17h37 - "Il n'y a que deux choix possibles, l'intérêt du pays ou l'intérêt des partis, le choix de la responsabilité ou le choix du chaos, le choix de la solution ou le choix du désordre", dit Laurent Wauquiez à l'attention des députés.

"Ce choix-là, vous le porterez surtout devant les Français. Il y a une chose qu'on ne peut pas accepter ici. On ne peut pas accepter que vous expliquiez que la motion de censure, ça n'est pas grave, qu'elle n'aura pas de conséquences."

17h34 - Laurent Wauquiez défend le bilan du Premier ministre : "Nous avons fait un choix de responsabilité en vous soutenant".

17h32 - Laurent Wauquiez, président du groupe Droite républicaine, dénonce "la jonction" entre le RN et LFI.

"Vous faites semblant de vous injurier les uns les autres, et vous vous apprêtez à voter avec les autres, à voter ensemble pour faire tomber un gouvernement.
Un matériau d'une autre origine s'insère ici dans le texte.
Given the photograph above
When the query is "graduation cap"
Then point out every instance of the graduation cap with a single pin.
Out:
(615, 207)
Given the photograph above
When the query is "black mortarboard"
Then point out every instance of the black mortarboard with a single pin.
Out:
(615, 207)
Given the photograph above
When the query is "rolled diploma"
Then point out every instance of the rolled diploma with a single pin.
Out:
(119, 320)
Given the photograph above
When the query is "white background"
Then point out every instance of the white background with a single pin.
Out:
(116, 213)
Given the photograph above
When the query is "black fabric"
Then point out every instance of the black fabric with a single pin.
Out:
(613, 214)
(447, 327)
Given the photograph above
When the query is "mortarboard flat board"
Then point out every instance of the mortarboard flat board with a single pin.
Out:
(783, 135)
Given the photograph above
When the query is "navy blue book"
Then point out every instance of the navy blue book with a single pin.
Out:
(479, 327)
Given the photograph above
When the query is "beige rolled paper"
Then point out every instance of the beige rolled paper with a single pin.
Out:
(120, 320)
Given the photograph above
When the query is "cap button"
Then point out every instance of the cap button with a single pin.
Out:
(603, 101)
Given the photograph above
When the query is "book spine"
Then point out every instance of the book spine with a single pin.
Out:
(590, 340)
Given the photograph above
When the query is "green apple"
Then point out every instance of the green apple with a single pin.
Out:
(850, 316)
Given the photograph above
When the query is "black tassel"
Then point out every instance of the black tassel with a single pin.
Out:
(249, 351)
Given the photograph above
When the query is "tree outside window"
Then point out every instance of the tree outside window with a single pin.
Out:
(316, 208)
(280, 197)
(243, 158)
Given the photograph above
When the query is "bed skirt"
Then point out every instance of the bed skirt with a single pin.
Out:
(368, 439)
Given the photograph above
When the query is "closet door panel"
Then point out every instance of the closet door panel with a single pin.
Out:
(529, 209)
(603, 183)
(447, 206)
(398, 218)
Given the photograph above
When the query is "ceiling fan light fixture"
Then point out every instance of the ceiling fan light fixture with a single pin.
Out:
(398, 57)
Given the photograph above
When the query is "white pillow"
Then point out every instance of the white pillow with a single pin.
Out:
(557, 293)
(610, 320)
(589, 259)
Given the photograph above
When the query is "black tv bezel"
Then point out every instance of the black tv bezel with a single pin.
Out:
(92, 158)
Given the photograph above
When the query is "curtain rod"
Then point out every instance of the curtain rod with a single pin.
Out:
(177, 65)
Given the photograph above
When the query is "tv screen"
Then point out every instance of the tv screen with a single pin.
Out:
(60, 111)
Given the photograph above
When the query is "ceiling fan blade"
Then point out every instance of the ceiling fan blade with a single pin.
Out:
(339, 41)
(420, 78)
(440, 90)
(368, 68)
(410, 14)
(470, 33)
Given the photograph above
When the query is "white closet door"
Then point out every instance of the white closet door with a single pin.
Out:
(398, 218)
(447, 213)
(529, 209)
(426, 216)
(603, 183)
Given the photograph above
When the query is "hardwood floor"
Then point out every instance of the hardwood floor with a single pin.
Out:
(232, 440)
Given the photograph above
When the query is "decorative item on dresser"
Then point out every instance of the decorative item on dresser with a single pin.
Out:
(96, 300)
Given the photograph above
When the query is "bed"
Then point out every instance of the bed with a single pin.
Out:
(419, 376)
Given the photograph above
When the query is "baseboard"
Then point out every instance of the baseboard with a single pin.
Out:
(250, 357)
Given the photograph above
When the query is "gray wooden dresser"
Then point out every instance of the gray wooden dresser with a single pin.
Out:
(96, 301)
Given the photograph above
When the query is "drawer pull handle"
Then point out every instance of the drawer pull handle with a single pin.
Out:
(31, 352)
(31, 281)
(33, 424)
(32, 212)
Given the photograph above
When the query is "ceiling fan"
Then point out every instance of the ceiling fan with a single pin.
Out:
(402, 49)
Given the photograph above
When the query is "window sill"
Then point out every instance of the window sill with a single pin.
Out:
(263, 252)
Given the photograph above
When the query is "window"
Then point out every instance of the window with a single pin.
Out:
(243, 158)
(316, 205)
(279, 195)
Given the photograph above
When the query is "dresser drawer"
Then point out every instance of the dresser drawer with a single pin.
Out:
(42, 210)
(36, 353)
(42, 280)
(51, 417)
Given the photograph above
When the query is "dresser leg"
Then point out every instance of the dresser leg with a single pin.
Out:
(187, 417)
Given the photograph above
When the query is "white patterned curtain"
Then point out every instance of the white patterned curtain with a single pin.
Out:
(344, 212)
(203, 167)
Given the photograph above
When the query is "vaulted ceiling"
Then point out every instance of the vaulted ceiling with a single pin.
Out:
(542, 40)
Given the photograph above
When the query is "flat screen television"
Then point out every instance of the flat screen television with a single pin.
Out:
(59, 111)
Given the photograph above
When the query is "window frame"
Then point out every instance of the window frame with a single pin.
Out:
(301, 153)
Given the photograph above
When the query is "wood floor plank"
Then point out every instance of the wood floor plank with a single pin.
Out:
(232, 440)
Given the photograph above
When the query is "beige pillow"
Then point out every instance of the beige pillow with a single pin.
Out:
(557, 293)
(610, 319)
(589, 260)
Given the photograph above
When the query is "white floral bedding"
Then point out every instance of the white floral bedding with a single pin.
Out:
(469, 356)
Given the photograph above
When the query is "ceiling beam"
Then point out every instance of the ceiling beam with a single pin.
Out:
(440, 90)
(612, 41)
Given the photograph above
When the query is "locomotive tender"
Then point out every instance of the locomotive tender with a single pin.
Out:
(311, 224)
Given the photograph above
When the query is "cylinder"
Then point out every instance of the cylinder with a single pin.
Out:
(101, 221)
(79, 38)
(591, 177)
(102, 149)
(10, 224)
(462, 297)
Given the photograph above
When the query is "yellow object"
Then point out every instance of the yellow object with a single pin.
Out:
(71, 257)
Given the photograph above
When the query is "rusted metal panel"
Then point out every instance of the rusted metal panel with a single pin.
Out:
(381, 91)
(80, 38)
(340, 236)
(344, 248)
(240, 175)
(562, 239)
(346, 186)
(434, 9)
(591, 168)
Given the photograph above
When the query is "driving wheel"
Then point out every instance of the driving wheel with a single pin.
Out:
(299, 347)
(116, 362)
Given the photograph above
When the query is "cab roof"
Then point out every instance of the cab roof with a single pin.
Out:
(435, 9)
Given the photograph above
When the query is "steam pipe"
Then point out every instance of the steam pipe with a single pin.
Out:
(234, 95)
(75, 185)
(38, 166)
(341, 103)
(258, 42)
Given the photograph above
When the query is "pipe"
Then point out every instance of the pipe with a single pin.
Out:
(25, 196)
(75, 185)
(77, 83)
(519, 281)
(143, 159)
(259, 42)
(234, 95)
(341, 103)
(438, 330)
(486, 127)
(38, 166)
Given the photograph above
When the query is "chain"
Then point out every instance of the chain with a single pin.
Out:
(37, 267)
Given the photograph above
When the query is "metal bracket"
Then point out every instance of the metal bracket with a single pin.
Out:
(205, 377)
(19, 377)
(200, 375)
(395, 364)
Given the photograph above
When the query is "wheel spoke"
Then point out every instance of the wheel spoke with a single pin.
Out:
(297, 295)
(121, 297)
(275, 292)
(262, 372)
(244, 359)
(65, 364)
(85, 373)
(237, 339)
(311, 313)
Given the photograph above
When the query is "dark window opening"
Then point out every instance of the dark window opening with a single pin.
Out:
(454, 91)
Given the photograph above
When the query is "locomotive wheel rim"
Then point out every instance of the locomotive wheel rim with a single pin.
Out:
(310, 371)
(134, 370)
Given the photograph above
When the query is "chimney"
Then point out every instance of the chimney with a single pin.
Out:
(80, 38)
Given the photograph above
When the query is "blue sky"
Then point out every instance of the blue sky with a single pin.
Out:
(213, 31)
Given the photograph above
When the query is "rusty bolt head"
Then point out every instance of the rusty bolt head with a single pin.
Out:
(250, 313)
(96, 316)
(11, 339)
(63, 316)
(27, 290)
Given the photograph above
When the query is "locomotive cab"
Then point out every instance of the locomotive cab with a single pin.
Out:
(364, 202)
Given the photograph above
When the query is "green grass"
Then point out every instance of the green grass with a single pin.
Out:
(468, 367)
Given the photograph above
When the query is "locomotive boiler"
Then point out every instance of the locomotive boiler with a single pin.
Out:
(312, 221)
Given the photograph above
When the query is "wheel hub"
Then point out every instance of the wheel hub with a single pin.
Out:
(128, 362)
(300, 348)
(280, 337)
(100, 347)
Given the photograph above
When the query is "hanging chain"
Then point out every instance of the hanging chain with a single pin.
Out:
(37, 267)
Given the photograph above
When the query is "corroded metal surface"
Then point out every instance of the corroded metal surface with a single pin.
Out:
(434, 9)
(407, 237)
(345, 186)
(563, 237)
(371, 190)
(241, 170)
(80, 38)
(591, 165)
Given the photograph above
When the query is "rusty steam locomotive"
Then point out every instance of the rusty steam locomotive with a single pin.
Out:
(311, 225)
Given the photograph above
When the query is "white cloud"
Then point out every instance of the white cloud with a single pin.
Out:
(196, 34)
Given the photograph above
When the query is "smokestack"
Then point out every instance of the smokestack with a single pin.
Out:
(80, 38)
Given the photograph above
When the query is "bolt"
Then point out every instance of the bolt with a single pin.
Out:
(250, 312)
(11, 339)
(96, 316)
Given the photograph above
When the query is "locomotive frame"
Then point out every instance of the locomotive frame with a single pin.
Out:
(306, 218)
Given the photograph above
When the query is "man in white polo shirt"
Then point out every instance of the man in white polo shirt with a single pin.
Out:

Est-ce une surprise ? Je ne le crois pas."

17h23 - "Nous ne pouvons nous résoudre à la trahison du Front républicain qui justifie à elle seule cette motion de censure", dénonce Boris Vallaud.

"Le pouvoir n'est plus à l'Élysée, le pouvoir n'est plus à Matignon, le pouvoir est ici, à l'Assemblée nationale."
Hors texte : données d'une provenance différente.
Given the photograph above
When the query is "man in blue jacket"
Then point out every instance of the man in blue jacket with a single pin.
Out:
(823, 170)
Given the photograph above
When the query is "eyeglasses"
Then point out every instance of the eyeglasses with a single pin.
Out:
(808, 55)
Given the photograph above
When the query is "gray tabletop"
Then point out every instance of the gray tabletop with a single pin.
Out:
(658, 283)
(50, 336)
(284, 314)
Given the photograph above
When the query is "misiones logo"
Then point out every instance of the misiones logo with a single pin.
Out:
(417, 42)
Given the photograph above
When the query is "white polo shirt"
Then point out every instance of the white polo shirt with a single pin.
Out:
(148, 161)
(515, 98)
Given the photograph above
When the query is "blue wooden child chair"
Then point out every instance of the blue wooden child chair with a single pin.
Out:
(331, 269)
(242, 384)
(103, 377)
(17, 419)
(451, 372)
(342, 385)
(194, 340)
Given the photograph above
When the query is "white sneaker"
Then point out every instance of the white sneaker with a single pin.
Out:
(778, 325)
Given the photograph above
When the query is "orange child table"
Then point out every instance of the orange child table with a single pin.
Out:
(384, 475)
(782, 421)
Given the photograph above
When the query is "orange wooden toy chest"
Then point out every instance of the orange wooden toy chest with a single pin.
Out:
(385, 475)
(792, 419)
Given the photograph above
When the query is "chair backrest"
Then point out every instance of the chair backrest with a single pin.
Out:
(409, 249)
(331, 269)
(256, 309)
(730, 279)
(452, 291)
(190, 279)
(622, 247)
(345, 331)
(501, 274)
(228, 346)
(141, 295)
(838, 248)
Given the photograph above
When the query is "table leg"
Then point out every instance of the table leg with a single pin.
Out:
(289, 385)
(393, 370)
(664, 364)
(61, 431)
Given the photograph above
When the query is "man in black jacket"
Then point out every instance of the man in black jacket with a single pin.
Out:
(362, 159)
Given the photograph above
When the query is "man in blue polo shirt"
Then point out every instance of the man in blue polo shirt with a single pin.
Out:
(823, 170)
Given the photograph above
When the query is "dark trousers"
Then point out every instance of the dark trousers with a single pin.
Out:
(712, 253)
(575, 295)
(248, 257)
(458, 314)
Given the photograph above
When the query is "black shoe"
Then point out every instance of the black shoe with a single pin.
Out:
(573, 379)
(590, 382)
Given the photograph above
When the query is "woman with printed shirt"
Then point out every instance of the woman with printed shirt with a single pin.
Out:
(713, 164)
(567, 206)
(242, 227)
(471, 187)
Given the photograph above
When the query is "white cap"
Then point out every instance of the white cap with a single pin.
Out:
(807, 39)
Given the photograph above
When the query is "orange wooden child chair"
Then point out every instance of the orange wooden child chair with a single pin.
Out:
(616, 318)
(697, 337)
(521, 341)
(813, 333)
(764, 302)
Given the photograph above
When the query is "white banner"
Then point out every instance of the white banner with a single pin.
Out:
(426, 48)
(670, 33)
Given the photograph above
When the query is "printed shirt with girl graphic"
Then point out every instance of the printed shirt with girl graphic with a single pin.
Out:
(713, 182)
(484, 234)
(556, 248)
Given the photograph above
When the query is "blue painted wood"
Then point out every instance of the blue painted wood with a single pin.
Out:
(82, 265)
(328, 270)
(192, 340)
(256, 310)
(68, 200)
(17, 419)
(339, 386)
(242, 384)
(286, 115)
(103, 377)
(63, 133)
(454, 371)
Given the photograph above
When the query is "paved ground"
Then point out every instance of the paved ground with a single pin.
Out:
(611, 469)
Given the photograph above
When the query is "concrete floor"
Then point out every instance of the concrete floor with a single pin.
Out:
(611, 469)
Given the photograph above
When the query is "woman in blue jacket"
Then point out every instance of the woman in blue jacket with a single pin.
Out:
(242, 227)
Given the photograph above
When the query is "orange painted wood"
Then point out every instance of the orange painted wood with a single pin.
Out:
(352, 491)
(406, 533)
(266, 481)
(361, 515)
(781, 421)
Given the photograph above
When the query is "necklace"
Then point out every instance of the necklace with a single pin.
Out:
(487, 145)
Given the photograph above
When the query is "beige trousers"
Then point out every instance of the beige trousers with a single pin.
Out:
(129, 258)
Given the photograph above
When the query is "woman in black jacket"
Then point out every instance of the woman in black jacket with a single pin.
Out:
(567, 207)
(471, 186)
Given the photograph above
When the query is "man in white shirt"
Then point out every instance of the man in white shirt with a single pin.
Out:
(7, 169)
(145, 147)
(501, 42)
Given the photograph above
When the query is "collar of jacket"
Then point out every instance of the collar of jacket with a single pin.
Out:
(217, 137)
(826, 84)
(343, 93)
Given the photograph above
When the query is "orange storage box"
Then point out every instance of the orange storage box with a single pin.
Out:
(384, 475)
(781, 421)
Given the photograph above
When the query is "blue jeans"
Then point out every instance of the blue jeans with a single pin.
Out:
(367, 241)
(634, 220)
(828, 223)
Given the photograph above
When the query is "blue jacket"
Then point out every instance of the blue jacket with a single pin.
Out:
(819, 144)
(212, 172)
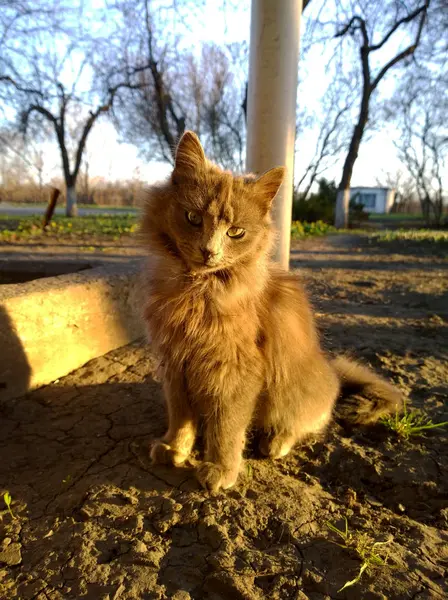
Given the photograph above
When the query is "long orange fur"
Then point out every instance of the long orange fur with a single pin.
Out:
(235, 334)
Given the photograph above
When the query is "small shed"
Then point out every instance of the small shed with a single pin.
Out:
(375, 199)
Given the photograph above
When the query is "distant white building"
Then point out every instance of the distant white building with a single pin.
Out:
(374, 199)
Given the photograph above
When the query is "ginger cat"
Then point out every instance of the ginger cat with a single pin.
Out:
(235, 334)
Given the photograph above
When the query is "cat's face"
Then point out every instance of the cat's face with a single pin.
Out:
(216, 219)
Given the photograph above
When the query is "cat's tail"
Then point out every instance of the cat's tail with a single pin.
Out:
(365, 396)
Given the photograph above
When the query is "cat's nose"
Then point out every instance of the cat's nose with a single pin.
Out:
(210, 257)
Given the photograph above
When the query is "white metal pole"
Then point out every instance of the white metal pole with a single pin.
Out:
(271, 103)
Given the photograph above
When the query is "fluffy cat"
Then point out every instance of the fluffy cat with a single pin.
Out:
(235, 334)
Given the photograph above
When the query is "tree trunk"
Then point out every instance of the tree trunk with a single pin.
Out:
(71, 209)
(343, 197)
(342, 208)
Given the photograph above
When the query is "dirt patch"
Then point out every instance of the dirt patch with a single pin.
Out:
(93, 519)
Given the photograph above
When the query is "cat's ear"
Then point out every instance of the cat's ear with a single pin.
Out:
(268, 184)
(190, 156)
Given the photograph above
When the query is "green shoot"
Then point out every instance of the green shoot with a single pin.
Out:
(410, 423)
(365, 549)
(7, 499)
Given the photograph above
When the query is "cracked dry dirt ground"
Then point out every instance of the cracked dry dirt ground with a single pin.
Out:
(94, 520)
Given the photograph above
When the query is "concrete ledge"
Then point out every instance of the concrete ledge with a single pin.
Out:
(51, 326)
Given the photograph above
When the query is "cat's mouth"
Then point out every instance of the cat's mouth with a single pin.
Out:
(204, 268)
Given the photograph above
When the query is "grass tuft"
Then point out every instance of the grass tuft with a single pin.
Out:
(410, 423)
(7, 499)
(413, 235)
(13, 229)
(303, 229)
(363, 547)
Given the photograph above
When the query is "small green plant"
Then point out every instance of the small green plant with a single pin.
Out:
(410, 423)
(364, 547)
(418, 236)
(302, 229)
(7, 499)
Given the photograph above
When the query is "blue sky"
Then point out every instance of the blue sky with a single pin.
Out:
(112, 160)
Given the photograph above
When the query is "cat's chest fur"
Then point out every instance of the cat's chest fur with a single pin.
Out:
(202, 318)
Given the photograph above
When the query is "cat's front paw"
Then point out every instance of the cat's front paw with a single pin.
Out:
(164, 454)
(276, 447)
(214, 477)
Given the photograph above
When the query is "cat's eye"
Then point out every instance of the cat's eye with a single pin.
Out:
(236, 232)
(194, 218)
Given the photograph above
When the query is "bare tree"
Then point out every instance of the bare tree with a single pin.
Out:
(405, 193)
(373, 28)
(420, 109)
(66, 89)
(179, 90)
(332, 124)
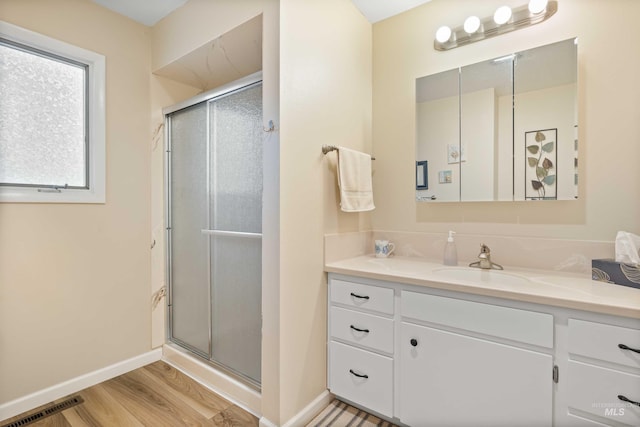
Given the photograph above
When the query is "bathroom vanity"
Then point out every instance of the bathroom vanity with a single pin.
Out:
(422, 344)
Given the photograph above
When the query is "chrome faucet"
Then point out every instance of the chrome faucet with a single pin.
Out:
(484, 259)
17h18 - Boris Vallaud, président du groupe socialistes et apparentés reproche au Premier ministre de ne pas avoir pris en compte les propositions de la gauche et des écologistes.

"A aucun moment, aucun, vous n'avez donné suite à aucune de nos propositions", regrette-t-il.
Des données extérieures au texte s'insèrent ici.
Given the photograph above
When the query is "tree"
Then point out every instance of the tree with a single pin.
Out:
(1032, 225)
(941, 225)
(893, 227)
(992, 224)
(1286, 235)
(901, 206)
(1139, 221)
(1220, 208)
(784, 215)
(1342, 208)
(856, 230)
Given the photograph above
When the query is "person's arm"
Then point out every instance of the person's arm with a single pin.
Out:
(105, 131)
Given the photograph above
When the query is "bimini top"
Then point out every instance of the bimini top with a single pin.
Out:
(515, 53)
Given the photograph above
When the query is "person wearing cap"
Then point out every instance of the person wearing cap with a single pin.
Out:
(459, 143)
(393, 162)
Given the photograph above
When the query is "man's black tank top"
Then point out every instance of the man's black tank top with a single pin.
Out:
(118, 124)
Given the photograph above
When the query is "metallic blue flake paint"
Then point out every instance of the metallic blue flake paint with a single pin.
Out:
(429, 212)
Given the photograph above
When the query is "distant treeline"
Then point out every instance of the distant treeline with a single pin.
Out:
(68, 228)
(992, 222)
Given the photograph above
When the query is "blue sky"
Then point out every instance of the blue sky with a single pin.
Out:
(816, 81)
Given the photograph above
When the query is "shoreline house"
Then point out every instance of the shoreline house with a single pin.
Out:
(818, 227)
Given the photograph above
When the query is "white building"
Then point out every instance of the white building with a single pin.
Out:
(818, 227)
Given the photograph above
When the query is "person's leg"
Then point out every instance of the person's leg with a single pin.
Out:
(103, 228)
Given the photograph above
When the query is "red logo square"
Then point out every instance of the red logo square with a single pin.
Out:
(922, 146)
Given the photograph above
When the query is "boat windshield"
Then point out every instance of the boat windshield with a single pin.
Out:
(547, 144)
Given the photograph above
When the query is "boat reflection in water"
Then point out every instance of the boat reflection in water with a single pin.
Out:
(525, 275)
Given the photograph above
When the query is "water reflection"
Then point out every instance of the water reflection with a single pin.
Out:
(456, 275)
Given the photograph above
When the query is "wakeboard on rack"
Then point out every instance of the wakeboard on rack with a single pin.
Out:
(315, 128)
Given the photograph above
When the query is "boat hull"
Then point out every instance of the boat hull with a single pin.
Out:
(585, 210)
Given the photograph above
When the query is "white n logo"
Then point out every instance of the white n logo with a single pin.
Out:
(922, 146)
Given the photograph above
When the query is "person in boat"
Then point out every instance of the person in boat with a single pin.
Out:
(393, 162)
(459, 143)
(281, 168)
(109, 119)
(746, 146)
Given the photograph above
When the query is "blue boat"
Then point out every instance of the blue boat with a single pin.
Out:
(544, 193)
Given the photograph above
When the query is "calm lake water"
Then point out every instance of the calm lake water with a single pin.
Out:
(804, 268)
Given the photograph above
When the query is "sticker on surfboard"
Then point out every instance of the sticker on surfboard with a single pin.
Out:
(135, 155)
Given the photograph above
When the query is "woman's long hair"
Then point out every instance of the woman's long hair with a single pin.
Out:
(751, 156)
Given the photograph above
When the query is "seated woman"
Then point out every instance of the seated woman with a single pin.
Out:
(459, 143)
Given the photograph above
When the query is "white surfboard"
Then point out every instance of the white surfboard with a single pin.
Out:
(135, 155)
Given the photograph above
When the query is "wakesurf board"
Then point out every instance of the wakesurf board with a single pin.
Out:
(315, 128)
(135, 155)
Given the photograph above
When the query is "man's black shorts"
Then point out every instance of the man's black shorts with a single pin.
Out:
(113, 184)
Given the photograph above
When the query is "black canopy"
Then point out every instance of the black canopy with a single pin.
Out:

"Cette motion de censure, c'est d'abord votre échec, l'échec de la méthode Barnier qui n'aura été qu'un bruit qui court", ajoute-t-il.

17h17 - La parole est donnée aux présidents de groupes parlementaires.

17h12 - "La politique du pire serait de ne pas censurer un tel budget, un tel gouvernement, un tel effondrement", revendique Marine Le Pen, ajoutant qu'elle votera la loi spéciale qui sera proposée pour le budget 2025.

17h08 - "Vous n'avez apporté qu'une seule réponse, l'impôt, l'impôt, l'impôt", déclare Marine Le Pen au Premier ministre.

"Au fil de ces trois petits mois, il est apparu que vous étiez en réalité à la tête d'un gouvernement dépourvu de toute assise démocratique, y compris au coeur de votre soi-disant socle commun."

17h04 - Marine Le Pen, présidente du groupe RN à l'Assemblée prend la parole à son tour pour défendre la motion déposée par son parti : "Nous voilà au moment de vérité".

"Le budget que nous rejetons aujourd'hui ne fait pas que renier vos promesses, il ne comporte ni cap ni vision. C'est un budget technocratique qui continue à dévaler la pente, en se gardant bien de toucher au totem qu'est l'immigration hors contrôle."

17h01 - "Vous avez finalement tenté des compromis, mais avec l'extrême droite, ce Rassemblement national que vous avez privilégié en violation du barrage républicain qui s'est exprimé majoritairement en juillet denier", dénonce Éric Coquerel.

"Aujourd'hui nous sonnons le glas d'un mandat, celui du président."

16h56 - Éric Coquerel, député LFI de Seine-Saint-Denis et président de la commission des Finances, qui a pris la parole en premier pour défendre la motion déposée par le NFP, affirme que "la majorité du peuple est derrière la motion de censure".

"La motion que je porte va emporter votre gouvernement parce que vous n'avez jamais su déjouer la malédiction que vous a transmis Emmanuel Macron : l'illégitimité."

"Vous êtes illégitime car vous avez refusé d'entendre l'écrasante majorité qui veut l'abrogation des retraites", ajoute Éric Coquerel.

16h52 - Les députés entament l'examen des motions de censure déposées par le NFP et le RN.